Gelen aramayla kulaklarımdan çektiğim telefona baktığımda arayanın Changbin olduğunu görmüştüm. Daha yeni konuşmuştuk. Yeni bir haber almış olmalıydı. Önemli birşey olup olmaması beynimi kurcalarken asla kapatmak istemediğim telefonun karşısındaki sarışınıma seslendim. "Felix önemli bi arama var. Sana döneceğim bebeğim tamamı?" Bir tepki beklerken geç olmadan gelmişti. "Hmhmm." Tatlı bir şekilde mırıldanmasıyla gülümsemiştim. Kapattığım telefonun ardından Changbine dönüş yaptım.

"Hyunjin dönebildin sonunda!" Stresle çıkan sesi karşısında iyice meraklanmıştım. "Noldu?" Huzursuz olduğu sesinden net bir şekilde anlaşılıyordu. "Minho Avustralya'da." Duyduğum şeyi beynim idrak edememiş yutkunarak konuşmuştum. "Ne?" Az önce beynimde canlanan seneryoların şuan gerçekliğine karşı stresle önümdeki bardağı tutup kırarcasına sıkmaya başladım.

"Herşeyden haberi var Hyunjin. Zaten planlı gelmiş oraya." Duyduğum şeyler gerçekmiydi. Hayır hayır olamazdı değilmi? "Maskelinin adı Chris. Ve şuan kaçırılan sevgilisinin peşinde. Şuan söyleyeceğim şey daha da kötü. Kaçıran kişi Minho." Bunun bir rüya olması için neler yapmazdım ki. Sıklaşan nefesimi düzene sokmak için bardan çıkıp kendimi dışarıya attım.

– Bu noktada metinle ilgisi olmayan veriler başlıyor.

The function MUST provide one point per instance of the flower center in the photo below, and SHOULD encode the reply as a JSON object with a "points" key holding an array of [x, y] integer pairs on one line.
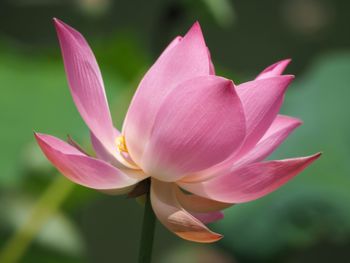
{"points": [[121, 144]]}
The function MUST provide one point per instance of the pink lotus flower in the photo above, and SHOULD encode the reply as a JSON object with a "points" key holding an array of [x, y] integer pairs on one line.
{"points": [[186, 129]]}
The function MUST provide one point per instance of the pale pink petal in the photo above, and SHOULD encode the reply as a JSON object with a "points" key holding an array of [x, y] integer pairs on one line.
{"points": [[198, 204], [274, 70], [186, 58], [101, 151], [261, 100], [85, 82], [281, 127], [175, 218], [82, 169], [251, 181], [207, 218], [200, 124]]}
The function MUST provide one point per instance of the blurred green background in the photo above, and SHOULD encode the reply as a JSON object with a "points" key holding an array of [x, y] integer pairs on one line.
{"points": [[44, 218]]}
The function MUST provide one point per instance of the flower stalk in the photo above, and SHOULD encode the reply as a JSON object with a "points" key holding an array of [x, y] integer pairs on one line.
{"points": [[147, 236]]}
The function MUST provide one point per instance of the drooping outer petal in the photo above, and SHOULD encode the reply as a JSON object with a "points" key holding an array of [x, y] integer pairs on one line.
{"points": [[199, 124], [186, 58], [210, 217], [82, 169], [261, 100], [197, 203], [175, 218], [251, 181], [86, 84], [274, 70], [281, 127]]}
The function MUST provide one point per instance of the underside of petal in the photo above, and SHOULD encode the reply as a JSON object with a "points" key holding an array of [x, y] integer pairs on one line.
{"points": [[82, 169], [207, 218], [250, 182], [274, 70], [86, 84], [175, 218], [199, 204]]}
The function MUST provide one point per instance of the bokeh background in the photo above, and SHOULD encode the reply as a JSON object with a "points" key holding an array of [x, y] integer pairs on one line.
{"points": [[45, 218]]}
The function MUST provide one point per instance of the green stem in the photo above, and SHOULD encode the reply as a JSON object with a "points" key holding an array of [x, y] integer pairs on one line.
{"points": [[148, 226], [47, 205]]}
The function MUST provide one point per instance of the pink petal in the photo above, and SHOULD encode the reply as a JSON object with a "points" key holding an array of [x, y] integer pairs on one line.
{"points": [[251, 181], [211, 64], [86, 84], [261, 100], [200, 124], [281, 127], [274, 70], [207, 218], [198, 204], [116, 159], [186, 58], [175, 218], [82, 169]]}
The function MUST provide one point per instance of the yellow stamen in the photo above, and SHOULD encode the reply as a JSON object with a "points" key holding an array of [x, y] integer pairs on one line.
{"points": [[121, 144]]}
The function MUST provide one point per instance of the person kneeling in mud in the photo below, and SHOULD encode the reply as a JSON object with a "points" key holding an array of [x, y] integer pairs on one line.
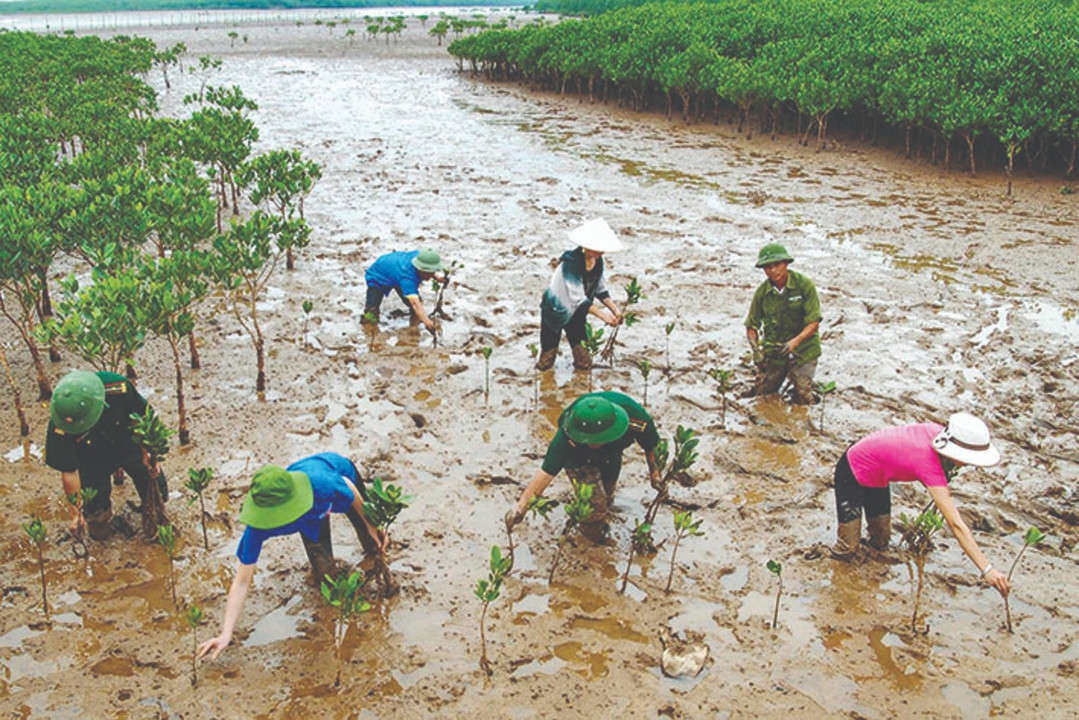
{"points": [[925, 452], [591, 435], [401, 272], [90, 437], [297, 499]]}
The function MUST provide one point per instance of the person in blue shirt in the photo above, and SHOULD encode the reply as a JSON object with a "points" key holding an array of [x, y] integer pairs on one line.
{"points": [[401, 272], [297, 499]]}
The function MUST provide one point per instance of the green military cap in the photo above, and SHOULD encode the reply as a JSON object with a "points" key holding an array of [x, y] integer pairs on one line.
{"points": [[773, 253]]}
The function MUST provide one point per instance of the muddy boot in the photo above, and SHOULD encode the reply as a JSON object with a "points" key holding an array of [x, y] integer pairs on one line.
{"points": [[547, 360], [879, 528], [847, 538], [582, 358]]}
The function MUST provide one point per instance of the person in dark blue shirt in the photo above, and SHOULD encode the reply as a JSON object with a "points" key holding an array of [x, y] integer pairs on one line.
{"points": [[297, 499], [401, 272]]}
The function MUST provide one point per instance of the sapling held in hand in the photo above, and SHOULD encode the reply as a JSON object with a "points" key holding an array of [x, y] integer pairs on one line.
{"points": [[197, 481], [1033, 537], [916, 537], [345, 594], [684, 526], [36, 529], [777, 570], [487, 591]]}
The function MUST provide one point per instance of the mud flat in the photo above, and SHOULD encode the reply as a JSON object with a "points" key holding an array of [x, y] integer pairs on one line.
{"points": [[938, 296]]}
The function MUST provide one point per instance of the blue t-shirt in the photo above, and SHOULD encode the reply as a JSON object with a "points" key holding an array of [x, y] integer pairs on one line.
{"points": [[395, 270], [326, 472]]}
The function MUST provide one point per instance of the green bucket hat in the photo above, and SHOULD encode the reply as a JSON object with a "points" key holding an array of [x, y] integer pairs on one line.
{"points": [[78, 402], [427, 261], [276, 498], [595, 420], [773, 253]]}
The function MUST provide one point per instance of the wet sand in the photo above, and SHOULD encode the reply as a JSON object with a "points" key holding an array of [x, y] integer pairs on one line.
{"points": [[938, 296]]}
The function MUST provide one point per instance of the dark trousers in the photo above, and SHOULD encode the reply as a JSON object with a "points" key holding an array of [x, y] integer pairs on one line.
{"points": [[851, 498], [549, 335]]}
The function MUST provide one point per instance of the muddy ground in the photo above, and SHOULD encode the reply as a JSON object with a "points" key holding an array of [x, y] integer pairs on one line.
{"points": [[938, 296]]}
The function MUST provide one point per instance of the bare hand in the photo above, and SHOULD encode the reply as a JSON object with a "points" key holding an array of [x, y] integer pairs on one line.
{"points": [[998, 581], [217, 644]]}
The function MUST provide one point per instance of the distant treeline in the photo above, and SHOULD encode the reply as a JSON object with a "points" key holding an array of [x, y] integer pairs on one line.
{"points": [[121, 5], [996, 76]]}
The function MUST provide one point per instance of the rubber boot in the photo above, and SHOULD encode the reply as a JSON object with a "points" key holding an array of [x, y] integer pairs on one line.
{"points": [[582, 358], [848, 535], [879, 528], [547, 360]]}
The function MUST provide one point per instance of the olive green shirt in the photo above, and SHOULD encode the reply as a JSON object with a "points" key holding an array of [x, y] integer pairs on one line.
{"points": [[109, 442], [562, 452], [781, 315]]}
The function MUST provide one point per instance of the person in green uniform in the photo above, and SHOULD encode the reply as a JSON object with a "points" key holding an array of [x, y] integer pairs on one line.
{"points": [[786, 308], [89, 437], [591, 435]]}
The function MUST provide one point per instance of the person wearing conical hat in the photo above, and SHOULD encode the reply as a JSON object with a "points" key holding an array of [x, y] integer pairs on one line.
{"points": [[401, 272], [90, 437], [924, 452], [781, 327], [592, 432], [576, 283], [298, 499]]}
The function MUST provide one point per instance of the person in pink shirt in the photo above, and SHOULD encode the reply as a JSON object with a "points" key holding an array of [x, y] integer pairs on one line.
{"points": [[925, 452]]}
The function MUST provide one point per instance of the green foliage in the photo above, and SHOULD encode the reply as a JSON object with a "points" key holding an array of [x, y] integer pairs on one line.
{"points": [[384, 503]]}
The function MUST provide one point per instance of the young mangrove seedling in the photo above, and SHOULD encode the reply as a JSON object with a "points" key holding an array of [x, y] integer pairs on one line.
{"points": [[723, 384], [36, 529], [345, 594], [645, 367], [685, 454], [633, 295], [777, 570], [487, 592], [1034, 535], [641, 542], [194, 617], [684, 526], [486, 352], [166, 538], [823, 389], [197, 481], [78, 501], [577, 511], [152, 435], [382, 506], [916, 538]]}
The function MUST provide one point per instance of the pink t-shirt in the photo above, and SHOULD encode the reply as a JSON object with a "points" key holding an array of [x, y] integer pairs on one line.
{"points": [[898, 454]]}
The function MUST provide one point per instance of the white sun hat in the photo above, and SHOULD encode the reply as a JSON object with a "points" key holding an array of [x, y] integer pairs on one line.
{"points": [[596, 235], [966, 439]]}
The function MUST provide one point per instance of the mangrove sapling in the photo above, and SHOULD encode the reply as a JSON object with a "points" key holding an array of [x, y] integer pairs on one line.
{"points": [[486, 352], [345, 594], [684, 526], [823, 389], [194, 617], [487, 592], [197, 481], [1034, 535], [36, 529], [381, 507], [577, 511], [633, 295], [166, 538], [152, 436], [641, 542], [777, 570], [722, 379], [916, 535], [645, 367]]}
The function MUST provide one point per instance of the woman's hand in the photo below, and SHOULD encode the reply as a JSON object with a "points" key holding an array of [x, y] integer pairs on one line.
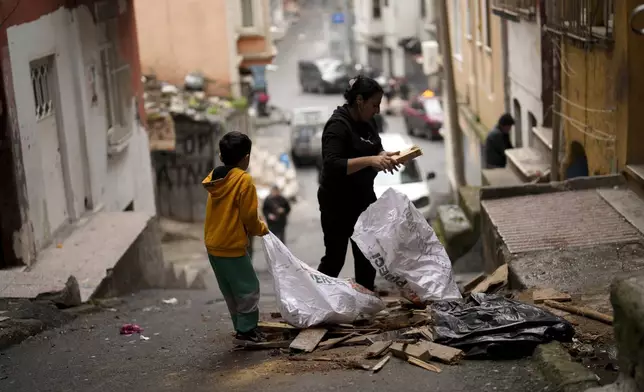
{"points": [[384, 162]]}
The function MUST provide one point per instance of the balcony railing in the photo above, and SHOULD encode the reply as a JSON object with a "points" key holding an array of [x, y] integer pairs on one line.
{"points": [[589, 21], [515, 9]]}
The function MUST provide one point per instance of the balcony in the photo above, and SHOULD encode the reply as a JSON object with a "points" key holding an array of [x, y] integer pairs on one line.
{"points": [[585, 21], [515, 9]]}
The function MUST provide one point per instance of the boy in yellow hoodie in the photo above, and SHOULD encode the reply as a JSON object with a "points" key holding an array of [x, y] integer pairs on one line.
{"points": [[232, 216]]}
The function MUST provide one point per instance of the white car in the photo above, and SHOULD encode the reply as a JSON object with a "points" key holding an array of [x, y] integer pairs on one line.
{"points": [[410, 180]]}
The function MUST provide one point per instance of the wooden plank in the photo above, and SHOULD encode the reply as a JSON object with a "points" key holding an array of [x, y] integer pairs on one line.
{"points": [[377, 349], [417, 351], [337, 341], [424, 365], [376, 368], [540, 295], [245, 345], [581, 311], [398, 350], [308, 339], [499, 277], [275, 326], [442, 353]]}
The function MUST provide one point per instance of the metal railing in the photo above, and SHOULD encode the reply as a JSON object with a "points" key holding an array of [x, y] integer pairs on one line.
{"points": [[583, 20], [526, 9]]}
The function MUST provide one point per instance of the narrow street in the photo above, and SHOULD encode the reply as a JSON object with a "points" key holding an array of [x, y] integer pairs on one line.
{"points": [[189, 344]]}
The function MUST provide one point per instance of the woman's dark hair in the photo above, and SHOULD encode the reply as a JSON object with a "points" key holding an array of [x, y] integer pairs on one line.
{"points": [[361, 85], [233, 147]]}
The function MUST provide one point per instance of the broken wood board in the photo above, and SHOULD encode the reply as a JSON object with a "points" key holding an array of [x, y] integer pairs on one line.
{"points": [[498, 278], [445, 354], [337, 341], [344, 362], [424, 365], [581, 311], [308, 339], [398, 350], [275, 326], [378, 349], [245, 345], [376, 368], [467, 287], [540, 295], [419, 351]]}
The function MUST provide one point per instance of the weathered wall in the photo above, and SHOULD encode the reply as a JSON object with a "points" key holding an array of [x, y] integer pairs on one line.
{"points": [[179, 192], [524, 50], [78, 126], [179, 37]]}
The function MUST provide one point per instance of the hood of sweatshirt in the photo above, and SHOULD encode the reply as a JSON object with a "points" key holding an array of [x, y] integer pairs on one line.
{"points": [[223, 181]]}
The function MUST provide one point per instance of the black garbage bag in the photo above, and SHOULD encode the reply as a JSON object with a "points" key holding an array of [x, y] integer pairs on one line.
{"points": [[492, 326]]}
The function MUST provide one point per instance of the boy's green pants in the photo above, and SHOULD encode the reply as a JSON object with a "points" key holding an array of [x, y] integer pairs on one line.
{"points": [[240, 287]]}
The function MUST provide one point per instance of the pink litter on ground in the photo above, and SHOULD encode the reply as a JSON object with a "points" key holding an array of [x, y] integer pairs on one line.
{"points": [[129, 329]]}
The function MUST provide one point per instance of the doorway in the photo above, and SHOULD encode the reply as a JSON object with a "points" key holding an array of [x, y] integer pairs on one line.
{"points": [[518, 131]]}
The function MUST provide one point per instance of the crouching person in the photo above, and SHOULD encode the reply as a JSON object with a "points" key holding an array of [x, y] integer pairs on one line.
{"points": [[231, 217]]}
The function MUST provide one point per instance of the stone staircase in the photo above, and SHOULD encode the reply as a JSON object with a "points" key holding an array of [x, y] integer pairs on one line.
{"points": [[525, 164]]}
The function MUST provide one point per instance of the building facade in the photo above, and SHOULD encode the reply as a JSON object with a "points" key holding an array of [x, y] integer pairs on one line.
{"points": [[72, 143], [478, 56], [216, 39], [388, 34]]}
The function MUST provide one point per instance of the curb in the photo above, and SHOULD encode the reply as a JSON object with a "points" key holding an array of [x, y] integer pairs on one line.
{"points": [[559, 369]]}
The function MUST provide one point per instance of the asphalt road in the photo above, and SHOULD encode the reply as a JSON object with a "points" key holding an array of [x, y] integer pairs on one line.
{"points": [[189, 346]]}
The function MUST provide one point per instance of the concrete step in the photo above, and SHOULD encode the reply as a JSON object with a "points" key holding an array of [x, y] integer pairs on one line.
{"points": [[500, 177], [627, 203], [90, 255], [542, 140], [528, 163]]}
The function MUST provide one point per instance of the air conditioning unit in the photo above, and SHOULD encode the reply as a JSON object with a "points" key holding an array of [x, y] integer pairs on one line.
{"points": [[430, 57]]}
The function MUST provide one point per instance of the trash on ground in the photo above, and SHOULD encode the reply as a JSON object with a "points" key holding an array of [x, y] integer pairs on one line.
{"points": [[405, 250], [541, 295], [307, 297], [581, 311], [130, 329], [494, 326]]}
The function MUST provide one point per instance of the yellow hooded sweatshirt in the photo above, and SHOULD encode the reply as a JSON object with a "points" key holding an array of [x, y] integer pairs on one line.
{"points": [[231, 212]]}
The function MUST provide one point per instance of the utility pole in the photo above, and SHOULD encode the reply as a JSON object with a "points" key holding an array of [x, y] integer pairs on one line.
{"points": [[456, 139]]}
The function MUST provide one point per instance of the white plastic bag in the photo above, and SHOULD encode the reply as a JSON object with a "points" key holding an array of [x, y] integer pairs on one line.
{"points": [[404, 249], [307, 297]]}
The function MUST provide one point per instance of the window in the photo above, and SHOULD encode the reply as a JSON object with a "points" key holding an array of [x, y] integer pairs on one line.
{"points": [[486, 33], [116, 79], [247, 13], [377, 9], [456, 28], [41, 82]]}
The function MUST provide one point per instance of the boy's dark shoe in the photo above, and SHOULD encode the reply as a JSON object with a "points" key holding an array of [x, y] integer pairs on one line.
{"points": [[253, 336]]}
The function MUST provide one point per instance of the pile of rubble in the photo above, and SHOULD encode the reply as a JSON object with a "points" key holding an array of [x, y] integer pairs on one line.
{"points": [[399, 331]]}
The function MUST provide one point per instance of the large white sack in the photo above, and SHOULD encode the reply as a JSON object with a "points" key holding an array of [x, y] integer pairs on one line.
{"points": [[307, 297], [404, 249]]}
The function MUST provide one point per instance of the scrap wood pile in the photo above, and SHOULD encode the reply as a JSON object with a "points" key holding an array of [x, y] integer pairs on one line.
{"points": [[401, 331]]}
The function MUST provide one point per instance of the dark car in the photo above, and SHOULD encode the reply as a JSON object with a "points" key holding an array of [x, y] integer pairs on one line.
{"points": [[329, 75], [423, 116]]}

"Napacağız?" Sakin olmaya özen göstererek söylediğim kelimeden sonra karşıdan gelecek cevabı bekledim. "Felix'i alıp güvenli bi yere götür, takip edilmediğinden emin ol." Aklıma yatan cümleyle kafamı onaylarcasına sallayıp konuştum. "Minho'nun yerini biliyomusun?" Uzun süren sessizlik karşısında az çok almıştım cevabımı.

"Beni oraya götürün." Aniden çıkan bağırtıyla gerilen bedenim daha çok gerilmişti. "Saçmalama!!" Sabır dilercesine gözlerimi kapatıp sakinleşmeye çalıştım.
"Sözümü bi kerede ikiletme bana konumunu atın, ya giderim yada konuşurum. Bu saatten sonra dibimizdeyken kaçmanın bi anlamı yok."

"Dikkatli ol adamlarımda yanında olacak ozaman tek başına gitmeye kalkma, hatta hiç gitme bana göre ama dinlemiyorsunki!" Önümdeki arabaya hızlı adımlarla ilerleyip bindim. "Şimdi Felix'in evine gidiyorum. Haberleşiriz."

Seri hareketlerle indiğim arabadan kapının önüne kadar gelip açılmasını bekledim. Arabada arayıp geleceğimi haber vermiştim. Bi kaç saniyenin ardından açılan kapıdan içeri girip iç kapıya geldiğimde bana meraklı ve sorgular bakışlarla bakan Felix'i omuzlarından çevirip arkasından girerek kapıyı kapattım.

"Hyunjin noluyo?" Yanında gördüğüm o günkü çocukta salondan gelip yanında durduğunda onunda yüzünde merak ifadesini görmemle nereden başlayacağımı düşündüm. "Felix söyleyeceğim şeye karşı sakin kalmalısın ve bana ayak uydurmalısın."

Daha çok endişelenen gözlerle bakmaya başlarken yutkunarak sözlerimi toparlamaya çalışıp söze girdim.
"Minho burada ve bizim burdan acilen gitmemiz gerekiyor." Telaşla irileşen gözleri, yüzümde gezinip bir neden arıyordu sanki.